9 Maret 2026
Share:

Bisnissawit.com – Kinerja keuangan PT Teladan Prima Agro Tbk (TLDN) sepanjang tahun 2025 menunjukkan pertumbuhan yang cukup kuat. Perusahaan perkebunan kelapa sawit tersebut berhasil mencatatkan laba bersih yang diatribusikan kepada pemilik entitas induk sebesar Rp1,1 triliun, meningkat 34,03% dibandingkan perolehan laba pada 2024 yang sebesar Rp825,58 miliar.

Sejalan dengan peningkatan laba bersih, laba per saham dasar maupun dilusian juga mengalami kenaikan. Pada 2025, laba per saham tercatat sebesar Rp85,48, naik dari Rp63,77 per saham pada tahun sebelumnya.

Dari sisi pendapatan, TLDN membukukan penerimaan dari kontrak dengan pelanggan sebesar Rp5,42 triliun sepanjang 2025. Angka ini tumbuh 28,72% secara tahunan dibandingkan pendapatan 2024 yang mencapai Rp4,21 triliun.

Sebagian besar pendapatan tersebut berasal dari transaksi dengan pihak ketiga. Kontribusi terbesar datang dari segmen minyak kelapa sawit sebesar Rp4,7 triliun. Selain itu, pendapatan juga diperoleh dari inti kelapa sawit senilai Rp358,99 miliar, minyak inti kelapa sawit Rp296,64 miliar, serta segmen lain-lain sebesar Rp10,82 miliar.

Selain dari pihak ketiga, perusahaan juga memperoleh pendapatan dari transaksi dengan pihak berelasi. Pendapatan dari minyak kelapa sawit tercatat Rp46,86 miliar, inti kelapa sawit Rp497,81 juta, serta lain-lain sebesar Rp698,51 juta.

Seiring meningkatnya pendapatan, beban pokok penjualan juga ikut mengalami kenaikan. Pada 2025, beban pokok penjualan tercatat Rp3,55 triliun, meningkat dibandingkan Rp2,75 triliun pada tahun sebelumnya.

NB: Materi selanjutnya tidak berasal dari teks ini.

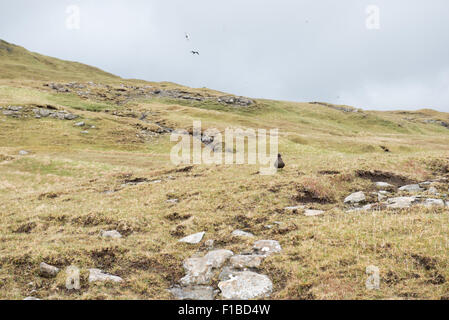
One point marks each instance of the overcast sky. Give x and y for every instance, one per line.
x=299, y=50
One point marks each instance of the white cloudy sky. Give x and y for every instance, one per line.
x=301, y=50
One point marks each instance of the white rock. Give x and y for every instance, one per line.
x=246, y=261
x=267, y=247
x=98, y=275
x=110, y=234
x=434, y=203
x=384, y=186
x=356, y=197
x=411, y=188
x=193, y=293
x=47, y=270
x=313, y=213
x=294, y=209
x=246, y=285
x=240, y=233
x=400, y=202
x=194, y=238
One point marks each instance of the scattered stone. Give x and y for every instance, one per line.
x=294, y=209
x=434, y=203
x=400, y=202
x=246, y=261
x=193, y=293
x=194, y=238
x=199, y=271
x=267, y=247
x=240, y=233
x=47, y=270
x=384, y=186
x=114, y=234
x=98, y=275
x=313, y=213
x=246, y=285
x=356, y=198
x=411, y=188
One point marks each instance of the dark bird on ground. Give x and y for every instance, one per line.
x=279, y=164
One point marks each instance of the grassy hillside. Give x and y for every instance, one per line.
x=114, y=173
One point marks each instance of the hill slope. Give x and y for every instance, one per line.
x=98, y=159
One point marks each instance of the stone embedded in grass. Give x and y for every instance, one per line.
x=31, y=299
x=246, y=285
x=193, y=293
x=47, y=270
x=384, y=186
x=356, y=197
x=199, y=271
x=267, y=247
x=194, y=238
x=400, y=202
x=246, y=261
x=98, y=275
x=434, y=203
x=114, y=234
x=243, y=234
x=294, y=209
x=411, y=188
x=313, y=213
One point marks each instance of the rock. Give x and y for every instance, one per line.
x=193, y=293
x=313, y=213
x=194, y=238
x=217, y=258
x=246, y=261
x=243, y=234
x=246, y=285
x=110, y=234
x=294, y=209
x=356, y=198
x=279, y=163
x=433, y=190
x=384, y=186
x=267, y=247
x=47, y=270
x=199, y=271
x=411, y=188
x=98, y=275
x=400, y=202
x=434, y=203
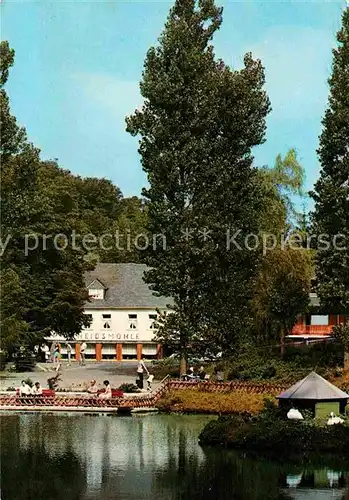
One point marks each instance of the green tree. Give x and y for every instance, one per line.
x=341, y=333
x=46, y=281
x=198, y=124
x=286, y=180
x=282, y=292
x=331, y=193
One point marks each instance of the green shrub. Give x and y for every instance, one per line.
x=271, y=431
x=128, y=388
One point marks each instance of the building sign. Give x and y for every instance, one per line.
x=108, y=336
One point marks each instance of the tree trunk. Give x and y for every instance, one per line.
x=183, y=365
x=346, y=361
x=282, y=343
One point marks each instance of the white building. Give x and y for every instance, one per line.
x=122, y=310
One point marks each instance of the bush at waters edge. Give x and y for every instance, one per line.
x=271, y=431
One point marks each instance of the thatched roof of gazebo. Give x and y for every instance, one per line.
x=313, y=387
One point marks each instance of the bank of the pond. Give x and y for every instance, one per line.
x=195, y=401
x=271, y=432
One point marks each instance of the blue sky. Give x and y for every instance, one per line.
x=78, y=66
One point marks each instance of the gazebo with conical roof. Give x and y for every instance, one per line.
x=316, y=394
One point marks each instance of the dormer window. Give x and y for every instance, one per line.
x=106, y=320
x=96, y=290
x=132, y=321
x=153, y=318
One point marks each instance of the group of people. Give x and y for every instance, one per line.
x=93, y=389
x=26, y=390
x=53, y=354
x=200, y=375
x=141, y=368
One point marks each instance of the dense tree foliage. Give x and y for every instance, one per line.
x=51, y=222
x=198, y=124
x=331, y=194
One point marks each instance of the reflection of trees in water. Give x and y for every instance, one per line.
x=107, y=458
x=223, y=475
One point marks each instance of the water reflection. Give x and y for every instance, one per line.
x=145, y=457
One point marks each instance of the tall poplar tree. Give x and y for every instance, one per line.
x=42, y=290
x=331, y=193
x=197, y=126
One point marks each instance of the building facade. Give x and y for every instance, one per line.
x=122, y=311
x=315, y=325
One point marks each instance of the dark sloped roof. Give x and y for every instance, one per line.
x=313, y=387
x=124, y=286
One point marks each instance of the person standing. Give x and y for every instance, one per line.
x=141, y=368
x=92, y=388
x=36, y=389
x=107, y=394
x=52, y=352
x=69, y=350
x=25, y=389
x=83, y=347
x=46, y=351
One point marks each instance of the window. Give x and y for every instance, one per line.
x=89, y=317
x=106, y=320
x=319, y=320
x=96, y=294
x=132, y=321
x=153, y=318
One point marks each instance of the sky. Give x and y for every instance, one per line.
x=78, y=66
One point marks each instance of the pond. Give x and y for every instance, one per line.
x=81, y=457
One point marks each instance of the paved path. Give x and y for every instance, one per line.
x=77, y=376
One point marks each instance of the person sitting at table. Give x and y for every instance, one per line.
x=92, y=388
x=107, y=394
x=36, y=389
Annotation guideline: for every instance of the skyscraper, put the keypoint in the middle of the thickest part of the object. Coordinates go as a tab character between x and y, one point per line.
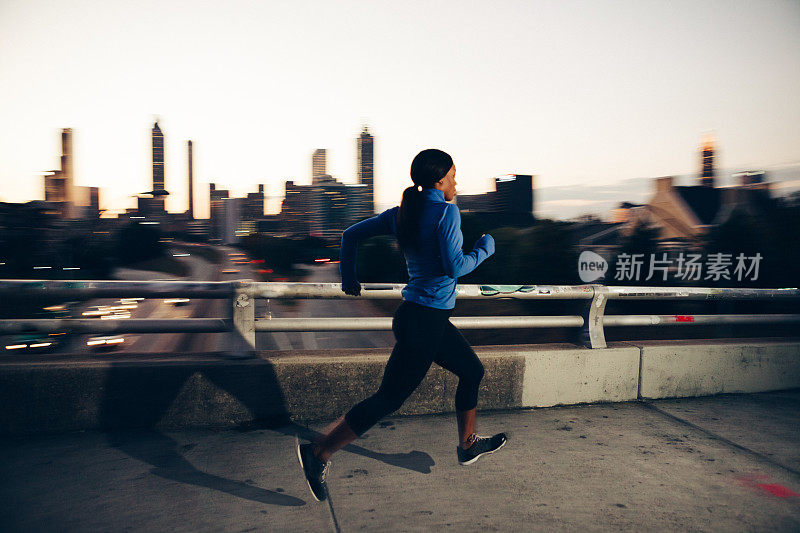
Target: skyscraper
707	162
59	186
191	181
364	145
318	165
514	193
158	168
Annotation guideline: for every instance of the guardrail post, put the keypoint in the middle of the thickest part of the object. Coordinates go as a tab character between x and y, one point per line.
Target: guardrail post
244	323
592	334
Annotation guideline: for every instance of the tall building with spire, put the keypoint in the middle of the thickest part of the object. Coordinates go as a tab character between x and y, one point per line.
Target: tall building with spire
707	162
158	169
191	180
318	165
59	187
365	149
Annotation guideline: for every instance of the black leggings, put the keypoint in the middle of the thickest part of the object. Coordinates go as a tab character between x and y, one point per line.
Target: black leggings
424	335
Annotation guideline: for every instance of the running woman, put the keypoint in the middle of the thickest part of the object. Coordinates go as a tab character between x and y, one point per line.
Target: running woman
429	232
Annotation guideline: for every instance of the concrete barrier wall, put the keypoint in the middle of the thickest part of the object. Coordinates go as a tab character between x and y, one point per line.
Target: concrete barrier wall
681	369
191	391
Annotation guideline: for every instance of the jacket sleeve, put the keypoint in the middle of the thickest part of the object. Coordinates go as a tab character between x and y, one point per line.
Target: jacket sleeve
371	227
454	261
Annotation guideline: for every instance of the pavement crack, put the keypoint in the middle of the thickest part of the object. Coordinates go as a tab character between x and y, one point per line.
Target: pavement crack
720	438
333	513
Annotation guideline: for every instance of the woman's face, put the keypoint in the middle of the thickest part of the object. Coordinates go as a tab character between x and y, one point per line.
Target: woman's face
448	184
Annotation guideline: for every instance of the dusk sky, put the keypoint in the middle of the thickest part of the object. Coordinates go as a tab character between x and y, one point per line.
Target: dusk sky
577	93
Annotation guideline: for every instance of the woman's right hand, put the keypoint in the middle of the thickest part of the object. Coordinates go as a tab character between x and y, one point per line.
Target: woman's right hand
352	288
486	242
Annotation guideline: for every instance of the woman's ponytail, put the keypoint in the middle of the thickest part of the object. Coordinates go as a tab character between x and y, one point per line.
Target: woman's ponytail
428	167
408	216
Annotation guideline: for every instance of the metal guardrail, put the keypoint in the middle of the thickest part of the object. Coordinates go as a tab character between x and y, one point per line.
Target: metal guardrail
243	324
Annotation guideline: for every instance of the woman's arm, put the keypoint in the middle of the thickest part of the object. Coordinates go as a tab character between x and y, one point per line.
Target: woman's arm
454	261
371	227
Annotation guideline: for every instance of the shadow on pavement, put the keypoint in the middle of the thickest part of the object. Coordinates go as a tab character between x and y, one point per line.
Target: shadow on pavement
150	397
162	452
416	460
154	404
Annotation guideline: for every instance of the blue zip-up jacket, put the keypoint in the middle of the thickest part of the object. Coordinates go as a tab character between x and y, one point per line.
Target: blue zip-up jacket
434	265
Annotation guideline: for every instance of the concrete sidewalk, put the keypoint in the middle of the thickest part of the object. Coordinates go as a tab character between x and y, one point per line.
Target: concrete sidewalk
722	463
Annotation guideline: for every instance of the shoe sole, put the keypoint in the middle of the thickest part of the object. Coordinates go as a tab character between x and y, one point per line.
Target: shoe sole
303	468
465	463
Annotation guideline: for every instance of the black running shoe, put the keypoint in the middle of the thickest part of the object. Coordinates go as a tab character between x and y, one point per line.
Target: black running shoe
481	446
314	469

Meski demikian, kinerja laba perusahaan tetap menunjukkan pertumbuhan. Laba bruto TLDN tercatat Rp1,86 triliun, naik dari Rp1,45 triliun pada 2024. Sementara itu, laba usaha juga meningkat menjadi Rp1,25 triliun dibandingkan Rp1,11 triliun pada tahun sebelumnya.

Dari sisi neraca, total aset perusahaan per 31 Desember 2025 tercatat sebesar Rp6,01 triliun, meningkat dari Rp5,66 triliun pada akhir 2024.

Baca Juga:  IPB: Menyehatkan Tanaman dan Ekosistem sebagai Solusi Mengatasi Ganoderma

Sementara itu, total liabilitas perusahaan menurun menjadi Rp2,37 triliun dari sebelumnya Rp2,51 triliun. Adapun total ekuitas meningkat menjadi Rp3,64 triliun dibandingkan Rp3,14 triliun pada akhir tahun sebelumnya.